HOPKINTON, Mass. — Alliteratively, they’re a great match. But parades and pandemics have a troubled history. In September 1918, a parade in Philadelphia helped fuel a surge in the influenza pandemic that year that killed thousands.
Mass illness is not a concern this July Fourth Weekend in much of New England, where a few parades took place, including in Hopkinton, where the town held its annual Independence Day Boat Parade on Lake Maspenock.
With vaccination rates high and infection numbers low, many took the opportunity to celebrate Independence Day like it was 2019.
“I’m actually feeling pretty good,” said Massachusetts resident Nate McKinley. “Maybe I’m a little too excited. To me, things are back to normal.”
Actually, though things are pretty good, they are far from back to normal. In fact, COVID is once again going in the wrong direction in Massachusetts, according to the state’s numbers. While infections remain extremely low, they are suddenly on the upswing - very slightly.
From June 23 to June 27, the state confirmed 291 COVID cases. In the following five days, tests confirmed 376 cases. That was an increase of about 29%. And there’s something troubling behind the numbers.
Dr. Richard Ellison, an infectious disease specialist at UMass Memorial Medical Center in Worcester said, across New England, about a quarter of the new cases have been traced to the highly transmissible Delta variant.
“So, Delta is here and there is an opportunity for it to increase,” Dr. Ellison said. “So New England’s the safest part of the country, but we’re going to have to watch it.”
Watch it potentially spread like wildfire as it has done in other countries around the world.
Already, cases of Delta have increased at least 10-fold in the U.S. since May, and the Centers for Disease Control and Prevention warned the strain is destined to dominate U.S. infections.
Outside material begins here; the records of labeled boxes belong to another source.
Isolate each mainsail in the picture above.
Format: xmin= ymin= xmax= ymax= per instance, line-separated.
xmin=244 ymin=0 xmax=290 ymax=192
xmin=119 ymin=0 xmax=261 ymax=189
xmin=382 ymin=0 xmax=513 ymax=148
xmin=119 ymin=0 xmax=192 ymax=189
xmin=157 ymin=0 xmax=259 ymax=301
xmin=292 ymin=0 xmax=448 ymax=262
Aside from spreading fast, Delta is also known to infect even those who have been vaccinated. Usually, in those immunized, it causes only mild illness, resembling something along the lines of a common cold, with symptoms such as sore throat and coughing. So, getting vaccinated is still important, Ellison said, as it can prevent hospitalization, life-long disability and even death.
Ellison also said that, while it’s thought vaccinated people might be less infectious when they come down with a breakthrough illness, it is still possible they could pass COVID to somebody else, at least for a few days.
“This environment right now, if someone starts getting a cold, they really need to get tested for COVID,” Ellison said.
The new risk posed by the Delta variant is one of the reasons Worcester County resident Chris Massey, though fully vaccinated, continues to wear a mask in public places.
“I think being extra safe and extra cautious until the science is more definitive, more long term, it makes sense for me,” Massey said.